Değerli dostlardan üç soru daha geldi. arzediyorum:
1-Tarikat silsileleri tarikat kurumu için ne mana ifade eder? Silsileler de neden Hz.Ömer ve Hz.Osman'a yer verilmemiştir?
2- Bugün birisi çıksa bende kendimi "pir" ilan ettim, yeni bir tarikat kurdum dese, tarikat kültürü için bu ne mana ifade eder?
3-Üveysilik mevzuusu tartışılıyor. Bizim Konya'da Ladikli Hacı Ahmet Ağa vardı. Ümmi olan hazret ilm-i ledün sahibi olduğu söylenirdi ve el öpmüşlüğü yoktu.. Üveysilik nedir?
1-Her tarikat kendi silsilesini kurar ve bununla iftihar eder. Ancak bilimsel kanıt yoktur, aranmaz, ruhen bağlılık yeter. Hz. Ömer ve Hz. Osman'a silsilelerde yer verilmiyor mu ? verilene rastlamadınız mı ? bütün silsileleri gördünüz mü ? ben bilmiyorum, dikkat etmemişim, eğer öyle ise, bu yer verilmeyişin, devirlerindeki siyasi olaylarla ilgili olduğunu düşünüyorum. Gerçek tarikat "bir dünya işi olan" siyasetten hoşlanmıyor.

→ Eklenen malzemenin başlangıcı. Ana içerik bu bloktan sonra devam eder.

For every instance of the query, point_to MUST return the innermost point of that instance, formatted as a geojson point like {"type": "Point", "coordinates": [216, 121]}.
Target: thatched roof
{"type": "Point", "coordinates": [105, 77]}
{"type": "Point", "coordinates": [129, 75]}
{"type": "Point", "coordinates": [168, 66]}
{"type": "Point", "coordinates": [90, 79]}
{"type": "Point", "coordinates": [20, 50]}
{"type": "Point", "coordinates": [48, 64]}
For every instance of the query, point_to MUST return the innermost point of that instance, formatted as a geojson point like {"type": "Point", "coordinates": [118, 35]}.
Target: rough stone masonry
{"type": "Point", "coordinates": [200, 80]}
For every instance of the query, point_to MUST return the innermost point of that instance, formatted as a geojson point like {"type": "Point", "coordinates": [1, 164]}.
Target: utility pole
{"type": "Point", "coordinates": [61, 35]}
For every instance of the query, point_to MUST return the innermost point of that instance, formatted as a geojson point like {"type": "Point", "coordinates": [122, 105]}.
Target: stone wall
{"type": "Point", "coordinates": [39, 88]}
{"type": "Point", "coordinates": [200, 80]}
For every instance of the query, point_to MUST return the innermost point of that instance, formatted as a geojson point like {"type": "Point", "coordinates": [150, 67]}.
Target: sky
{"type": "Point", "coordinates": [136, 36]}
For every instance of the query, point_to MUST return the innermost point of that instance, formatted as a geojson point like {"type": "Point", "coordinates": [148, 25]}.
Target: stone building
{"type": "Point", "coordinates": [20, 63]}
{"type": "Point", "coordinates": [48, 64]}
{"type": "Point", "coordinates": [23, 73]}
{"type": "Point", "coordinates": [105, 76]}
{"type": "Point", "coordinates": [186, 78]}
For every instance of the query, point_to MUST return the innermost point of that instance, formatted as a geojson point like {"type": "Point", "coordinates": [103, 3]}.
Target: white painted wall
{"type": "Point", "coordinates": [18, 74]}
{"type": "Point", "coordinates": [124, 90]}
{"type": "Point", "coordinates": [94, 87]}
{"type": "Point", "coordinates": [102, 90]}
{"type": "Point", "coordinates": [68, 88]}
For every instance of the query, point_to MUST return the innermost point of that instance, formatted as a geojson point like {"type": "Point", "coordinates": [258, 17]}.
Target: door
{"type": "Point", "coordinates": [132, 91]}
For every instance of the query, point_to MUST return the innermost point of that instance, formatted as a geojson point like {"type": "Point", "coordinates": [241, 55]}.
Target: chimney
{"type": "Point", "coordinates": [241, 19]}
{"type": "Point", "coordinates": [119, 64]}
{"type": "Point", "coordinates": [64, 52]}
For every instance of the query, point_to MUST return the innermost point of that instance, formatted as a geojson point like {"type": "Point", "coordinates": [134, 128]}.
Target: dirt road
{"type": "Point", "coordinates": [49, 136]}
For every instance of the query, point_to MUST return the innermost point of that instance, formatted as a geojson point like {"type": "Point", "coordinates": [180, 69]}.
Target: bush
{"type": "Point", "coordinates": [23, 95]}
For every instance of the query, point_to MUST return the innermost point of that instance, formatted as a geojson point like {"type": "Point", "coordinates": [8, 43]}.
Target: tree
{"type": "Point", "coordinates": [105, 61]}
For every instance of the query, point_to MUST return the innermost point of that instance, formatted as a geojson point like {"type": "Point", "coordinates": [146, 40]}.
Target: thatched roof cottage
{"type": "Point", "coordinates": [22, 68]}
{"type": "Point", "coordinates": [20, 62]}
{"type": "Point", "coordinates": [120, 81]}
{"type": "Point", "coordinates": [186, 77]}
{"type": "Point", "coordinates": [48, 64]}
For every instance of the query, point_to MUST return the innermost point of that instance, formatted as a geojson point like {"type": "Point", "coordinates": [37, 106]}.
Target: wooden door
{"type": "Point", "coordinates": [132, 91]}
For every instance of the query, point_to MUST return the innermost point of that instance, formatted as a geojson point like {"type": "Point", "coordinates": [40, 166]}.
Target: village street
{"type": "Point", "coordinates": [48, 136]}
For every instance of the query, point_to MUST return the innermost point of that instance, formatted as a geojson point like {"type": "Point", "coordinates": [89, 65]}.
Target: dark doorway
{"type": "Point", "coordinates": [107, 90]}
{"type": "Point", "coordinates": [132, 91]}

2-Hiç bir şey ifade etmez. Geçmişte büyük tarikat kurucularının hiç biri "ben pir'im, tarikat kuruyorum" diyerek ortaya çıkmamıştır. Tarikat, o değerli kişilerin yolundan gidenlerce daha sonra kurulup geliştirilir. Pir'ler "**Biz tarikat-ı Muhammed"**e bağlıyızdan öteye bir şey söylemezler,ancak onların kendi zevkleri doğrultusunda özel salavat ve duaları vardır. Bunlara "vird" deniyor. (Vird-i Bahaiyye, Vird-i Settar) gibi) Bu "vird"lere bir de "eğitim metodu" ve münasip "merasimler" eklenince (usül ve fûruğ) tarikat zaman içinde kendiliğinden doğuyor. Ben buna "din sosyometrisi" diyorum. Belki ilerde bu değim tutulur.
3-Üveysi'lik bir şeyhe bağlı olmadan kendi kendini irşad edene derler. Mümkündür. Halk sonuca bakar. **Tevfik Fikret'**in "bir karınca bile beni Yaradana götürebilir" dediği gibi. Ladikli Hacı Hoca Ahmet Ağa'yı çok duydum. Rahmetullahıaleyh. Hal ehli nurlu bir zat imiş.